HTML5 is being hailed as the programming language that will not only enable developers to achieve multi-purpose web application development, but ultimately solve many issues facing mobile development.
As a result, the buzz around the technology is intensifying, further proof of which came from a recent survey of 1,200 developers, which found that 75 per cent are using, or plan to use, HTML5 for app development. Perhaps this is partly due to recent accolades, such as Adobe’s public denouncement of Flex in favour of HTML5, hailing it as the best technology for creating and deploying rich content to the browser across mobile platforms.
HTML5 offers some real advantages in the consumer space and for tools such as social media and video. However, the reality is that it’s not mature enough as a tool for business applications. Issues such as security, synchronicity and the very fact that it’s an evolving standard make it an unreliable option for enterprises. Consideration of these pain points offers a reminder that, while the future may be an HTML5 one, right now it’s not the panacea for mobile development. Moreover, for those looking to mobilise their enterprise applications, the priority is that sensitive data is kept safe, and applications perform as they should.
The security of data is a key concern, and the vulnerabilities that we associate with HTML applications – phishing, malware and denial of service attacks – still apply. In its new 2012 Security Threat Report, Sophos cites that HTML5 offers cyber criminals “new ways to trick people into passing on potentially sensitive data or installing malware”, and that “the sophisticated presentation layers that can be created using HTML5 ‘blur the lines’ between what's running on the device and what's on the internet”.
A common example is when using a Facebook iPhone application and receiving a notification that a ‘friend’ has tagged a photo of you. Since the 3G coverage in your area is weak, you might not recognise yourself in the picture, or else the tag has come through before the picture. A comparable business context could be using a PO approval app on a mobile device that runs on HTML5, and receiving a request to approve or reject it before the cost breakdown comes through. This would effectively mean approving without knowledge of the full facts. While for social media apps there may be less severe consequences, in the enterprise there is far more sensitive data at stake and huge implications for the business if things go wrong.
The very fact that HTML5 is an evolving standard means it's not a ‘model de facto’, but a technology that is still in its infancy stages. The World Wide Web Consortium (W3C) will not finalise the definition of the HTML5 standard for several more years, which poses significant levels of uncertainty around its validity and reliability. For example, given the issue with synchronisation between objects, developers will find they constantly have to patch problems when HTML5 doesn’t perform as it should, which will cost money and time. Unfortunately, when working with an immature technology, an entire code can very quickly become unmanageable.

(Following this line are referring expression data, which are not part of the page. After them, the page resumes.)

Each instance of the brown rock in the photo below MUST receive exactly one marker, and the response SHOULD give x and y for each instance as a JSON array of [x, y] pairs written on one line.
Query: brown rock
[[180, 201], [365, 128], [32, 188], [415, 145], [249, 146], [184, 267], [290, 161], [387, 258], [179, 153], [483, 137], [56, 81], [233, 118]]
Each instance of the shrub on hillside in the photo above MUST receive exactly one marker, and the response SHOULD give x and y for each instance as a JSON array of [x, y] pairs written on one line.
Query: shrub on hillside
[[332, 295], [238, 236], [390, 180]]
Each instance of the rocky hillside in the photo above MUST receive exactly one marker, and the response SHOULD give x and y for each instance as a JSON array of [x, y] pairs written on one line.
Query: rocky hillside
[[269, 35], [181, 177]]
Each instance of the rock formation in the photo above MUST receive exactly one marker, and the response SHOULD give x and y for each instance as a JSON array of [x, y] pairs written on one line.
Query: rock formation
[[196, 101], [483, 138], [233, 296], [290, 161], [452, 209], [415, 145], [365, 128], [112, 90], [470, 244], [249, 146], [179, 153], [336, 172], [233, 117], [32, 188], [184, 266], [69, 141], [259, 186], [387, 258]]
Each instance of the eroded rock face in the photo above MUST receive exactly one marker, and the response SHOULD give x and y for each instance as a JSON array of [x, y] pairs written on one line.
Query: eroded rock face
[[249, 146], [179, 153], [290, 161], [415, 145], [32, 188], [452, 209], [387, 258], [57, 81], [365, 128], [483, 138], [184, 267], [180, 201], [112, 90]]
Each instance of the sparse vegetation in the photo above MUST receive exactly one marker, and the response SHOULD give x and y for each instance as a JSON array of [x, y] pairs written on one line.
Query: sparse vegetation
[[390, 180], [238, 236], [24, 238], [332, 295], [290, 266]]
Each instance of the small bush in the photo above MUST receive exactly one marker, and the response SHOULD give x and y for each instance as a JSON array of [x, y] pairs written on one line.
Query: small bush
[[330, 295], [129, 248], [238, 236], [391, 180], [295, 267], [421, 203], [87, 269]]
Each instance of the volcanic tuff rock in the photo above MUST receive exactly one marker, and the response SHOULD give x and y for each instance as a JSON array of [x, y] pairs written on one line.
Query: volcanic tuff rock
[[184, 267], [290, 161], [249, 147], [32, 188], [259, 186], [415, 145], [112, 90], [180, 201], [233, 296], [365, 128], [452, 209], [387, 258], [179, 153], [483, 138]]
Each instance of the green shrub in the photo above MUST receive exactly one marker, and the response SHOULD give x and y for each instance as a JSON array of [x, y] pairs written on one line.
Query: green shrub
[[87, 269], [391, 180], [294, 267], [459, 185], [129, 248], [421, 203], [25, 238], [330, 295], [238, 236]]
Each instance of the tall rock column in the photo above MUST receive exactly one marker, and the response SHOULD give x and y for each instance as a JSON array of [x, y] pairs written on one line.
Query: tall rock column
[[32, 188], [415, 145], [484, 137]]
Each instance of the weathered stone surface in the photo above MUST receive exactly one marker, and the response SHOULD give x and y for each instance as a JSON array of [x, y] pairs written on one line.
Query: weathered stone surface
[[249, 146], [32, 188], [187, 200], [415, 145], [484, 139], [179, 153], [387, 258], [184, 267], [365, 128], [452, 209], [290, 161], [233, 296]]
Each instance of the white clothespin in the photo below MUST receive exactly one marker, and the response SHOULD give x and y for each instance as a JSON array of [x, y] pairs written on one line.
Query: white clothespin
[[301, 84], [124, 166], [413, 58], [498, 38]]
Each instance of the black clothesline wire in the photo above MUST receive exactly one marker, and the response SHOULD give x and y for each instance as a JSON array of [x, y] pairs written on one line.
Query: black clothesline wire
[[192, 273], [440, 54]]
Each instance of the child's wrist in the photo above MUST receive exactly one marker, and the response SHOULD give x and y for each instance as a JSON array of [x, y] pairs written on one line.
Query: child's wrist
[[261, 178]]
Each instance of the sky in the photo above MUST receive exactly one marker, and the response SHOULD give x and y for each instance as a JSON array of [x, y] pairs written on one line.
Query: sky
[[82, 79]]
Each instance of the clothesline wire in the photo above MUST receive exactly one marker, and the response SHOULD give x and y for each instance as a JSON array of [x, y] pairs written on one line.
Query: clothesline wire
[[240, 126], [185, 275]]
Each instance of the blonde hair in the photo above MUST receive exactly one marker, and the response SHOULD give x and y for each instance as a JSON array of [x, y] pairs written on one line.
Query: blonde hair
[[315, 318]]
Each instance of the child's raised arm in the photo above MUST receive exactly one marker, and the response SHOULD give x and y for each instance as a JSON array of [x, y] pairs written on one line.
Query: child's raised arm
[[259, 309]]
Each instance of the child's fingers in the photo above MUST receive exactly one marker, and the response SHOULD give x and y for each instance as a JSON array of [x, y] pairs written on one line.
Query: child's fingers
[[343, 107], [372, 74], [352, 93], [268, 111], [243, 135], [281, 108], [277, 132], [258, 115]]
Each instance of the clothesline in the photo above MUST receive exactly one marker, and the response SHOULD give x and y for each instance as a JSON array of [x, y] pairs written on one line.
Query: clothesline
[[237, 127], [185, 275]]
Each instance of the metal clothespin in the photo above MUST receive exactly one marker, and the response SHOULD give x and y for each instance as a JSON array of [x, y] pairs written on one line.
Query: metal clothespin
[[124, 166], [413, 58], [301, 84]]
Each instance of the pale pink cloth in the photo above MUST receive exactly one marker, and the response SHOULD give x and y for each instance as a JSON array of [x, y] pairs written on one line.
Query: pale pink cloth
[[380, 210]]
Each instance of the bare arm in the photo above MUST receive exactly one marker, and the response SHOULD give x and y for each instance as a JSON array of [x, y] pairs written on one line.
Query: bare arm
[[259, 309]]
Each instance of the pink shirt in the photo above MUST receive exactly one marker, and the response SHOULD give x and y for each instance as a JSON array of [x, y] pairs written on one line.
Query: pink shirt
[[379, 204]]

Certainly when 4G arrives in the next four to five years, many of these concerns will evaporate, but until then we have to consider HTML5 in the context of 3G, and therefore not a foolproof technology.
In four to five years time, when 4G will be widely available, HTML5 might well have matured enough to be seriously considered for a range of different development purposes, including as a tool for business applications. Until then, in order to successfully develop for enterprises, it's more sensible to opt for something that can run natively. This means applications can be optimised to the programming interface that a specific device platform offers. Mobile application platforms are built on the same premise as HTML5 – develop once, deploy anywhere – but they have none of the above mentioned issues around security and synchronicity, and so offer a much safer option until HTML5 technology matures.